-
意見書等
2021年(令和03年)07月27日
法務省民事局商事課 御中
「商業登記所における実質的支配者情報一覧の保管等に関する規程案」に対する意見
日本司法書士会連合会
会長 小澤 吉徳当連合会は,標記について,次のとおり意見を申し述べる。
1.第2条第2号
【意見】
第2条第2号に規定されている「過去の一定の時点(本条の申出をする日前1月以内の日に限る。)における申出会社の実質的支配者」のうち,「過去の一定の時点」は「過去の一定の日」とすべきである。
【理由】
本条本号に規定される「過去の一定の時点」は,括弧書にあるとおり,申出をする日前1月以内の日に限るとされており,「日」をもって特定することが想定されていると考えられる。

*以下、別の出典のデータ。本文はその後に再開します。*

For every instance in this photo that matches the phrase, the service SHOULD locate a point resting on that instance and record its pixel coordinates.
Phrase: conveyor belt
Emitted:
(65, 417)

また,例えば,会社法第124条に基準日の規定があり,一定の「日」を定めて,当該日に株主名簿に記載され,又は記録されている株主を,権利を行使することができる者と定めることができるとされており,一定の「時点」を定めるとはされていない。
よって,本規程においても,「過去の一定の時点」ではなく,「過去の一定の日」と規定するのが相当であると思料する。
2.第4条第1項第2号イ
【意見】
申出会社が申出に際して添付しなければならない書面として,「申出をする日における株主名簿の写し」とあるが,申出をする日におけるものに限定する必要はない。
【理由】
第2条にあるとおり,申出をするのは,「過去の一定の時点(日)」における申出会社の実質的支配者であり,株主名簿については申出の日におけるものに限定する必要はないと考える。例えば,株主名簿管理人を設置している株式会社等においては,申出の日における株主名簿を準備することが容易でない場合もあるであろうし,例えば,第2条第2号に規定される「過去の一定の時点(日)」前後から申出の日までの株主名簿であれば,許容するのが相当であると思料する。
3.第4条第1項第2号
【意見】
申出会社が申出に際して添付しなければならない書面として,イ~ハの3つが規定されているが,ニとして,その他の同様の情報が記載されている書面(あるいは情報)の添付を許容する規定を設けるべきである。
【理由】
イ~ハについては,申出会社の実質的支配者が誰であるのかを確認するための資料であると考えるが,イ~ハ以外の書面(情報)であっても,それらと同等の内容が記載されているものであれば,許容されるべきである。例えば,公開会社の事業報告には「株式に関する事項」(会社法施行規則第119条,第122条)の記載が必要であるが,法令により作成が義務付けられている書類であり,住所の記載は法定されていないものの,その記載から,他の書類と同様,所有株式数等が確認できることから,当該書類の該当部分の抜粋の写しに代表者が記名したもの等も認めるのが相当であると思料する。
4.第4条第2項第1号
【意見】
実質的支配者が上場企業等であることも想定されるが,その場合の添付書面も規定すべきである。
【理由】
例えば,犯罪による収益の移転防止に関する法律施行令第14条第5号の規定により上場企業及びその子会社は自然人とみなされ,実質的支配者として申出書に記載される場合も想定されるが,その場合の添付書面についても規定するのが相当であると思料する。
5.オンラインでの申出への対応
【意見】
申出については,電子情報処理組織(以下「オンライン」という。)や,添付すべき情報を電磁的記録により提供することを認めるべきである。
【理由】
申出については,商業登記の申請とあわせて行うケースも想定され,当該申請をオンラインで申請したにもかかわらず,前記申出は書面に限られるのであれば,利用者の利便性の観点からも問題であり,商業登記のオンライン申請の利用率の向上の観点からも適切ではないものと思料する。
また,添付する資料等については,書面であることを前提として規定されているが,オンラインのほか,申出書を書面で提出した場合であっても,添付する資料等については,電磁的記録により提供することも認めるべきであり,例えば,第6条において,申出書(代理人による場合にあっては,代理権限証書)に申出会社の代表者が商業登記所に提出している印鑑が押印されている場合を除き,本人確認書面の添付を要する旨が規定されているが,代理人による場合に,代理権限証明情報を電磁的記録で作成し,当該情報に商業登記電子証明書や公的個人認証電子証明書等により電子署名をした情報を電磁的記録により提供すること等も許容するのが相当であると思料する。